09/06/2025
I’ve been avoiding writing this because putting it into words makes it feel too final. But on Monday, September 1st, just one week after Indy passed, my sweet Haven let me know it was time to set her free.
That morning she didn’t want to get up. Even if I tried to support her and help her stand, she’d immediately lie back down. I was able to get her to potty and get some water, but throughout the day she just wanted to rest. Then, she refused food. For Haven, who never turned down a meal in her entire life, that was the clearest sign. People say, “they’ll tell you when it’s time,” and while that isn’t always true, with her it was.
I had been fighting for her, ordering supplements, trying every option I could find, clinging to stories of dogs beating lymphoma with prednisone or other therapies. But her cancer was aggressive, and looking back, I realize the signs had been there since June when we went to the vet. I’ll always regret the timing of that rabies vaccine that visit, not because I think it caused her cancer, but because I think it sped things up and stole precious time from us.
Haven was my girl from my very first litter. She was the last to arrive, born into my hands after hours of waiting and worrying. I was terrified she wouldn’t survive (I was silly and overly dramatic), and when she came out perfect, I cried tears of joy.
Over the years she grew into a beauty, but it was her role as a mother that defined her. Haven was legendary. No puppy was ever left behind. If one wandered, she’d bring it back to the milk bar herself. She allowed her babies to nurse right up until the day they left us, and more often than not, she’d choose to sleep right in the pen with them, surrounded by a pile of warm puppies. Her instincts were so strong that she even “adopted” four puppies from another mother, instantly integrating them into her litter of 4 and treating them as her own. Being a mom was her greatest joy, her life’s purpose. When retirement came, she mourned deeply, pacing at the sound of other litters crying as if to say, “No one raises babies like I do" as she glared at me in outrage. She was right, no one ever has, and no one ever will.
When the time came, I was blessed with the most compassionate vet, Dr. Dawnetta Woodruff, who left her family dinner to come help Haven pass peacefully. I’ll never ever be able to thank her enough for all the times she's been there for us in our time of need.
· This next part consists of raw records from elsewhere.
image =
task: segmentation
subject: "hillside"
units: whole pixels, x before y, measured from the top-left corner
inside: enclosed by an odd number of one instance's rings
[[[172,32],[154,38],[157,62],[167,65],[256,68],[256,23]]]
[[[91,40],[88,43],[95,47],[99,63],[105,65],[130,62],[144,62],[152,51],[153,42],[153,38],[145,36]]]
We said goodbye on a blanket I had saved from Havok’s passing. Haven sniffed it thoroughly, and I believe she smelled her dad. When I handed her Havok’s old chuck-it ball, she proudly stole it, squishing the air out of it over and over, satisfied she had finally gotten away with something he never would have allowed. It felt like her last little victory.
We gave her ribeye steak, and she enjoyed every bite. I told her how much she meant to me, to us, and to everyone who has one of her puppies. I asked her to tell Havok, Indy, Lexi, Buck, and her brother Argo that we love them. And I told her to tell her dad she stole his ball. Then she drifted off peacefully, my brave and beautiful girl.
It’s strange to have a house full of dogs and still feel like it's not "home" anymore. Losing Havok, Indy, and now Haven in such a short span has left me devastated. Haven wasn’t just another dog, she was my cuddle buddy when Kevin traveled, the one who broke the “no dogs on the bed” rule, my buddy. The loss of their steady companionship is unbearable.
But I hold on to their legacy in their children. Hype, Havok’s son, and Star, Haven’s daughter, are with us, carrying pieces of the two dogs who shaped so much of our lives!❤️🩹
If you’ve read this far, thank you. Haven deserved a proper tribute. She was one in a million, and she will be loved and missed forever.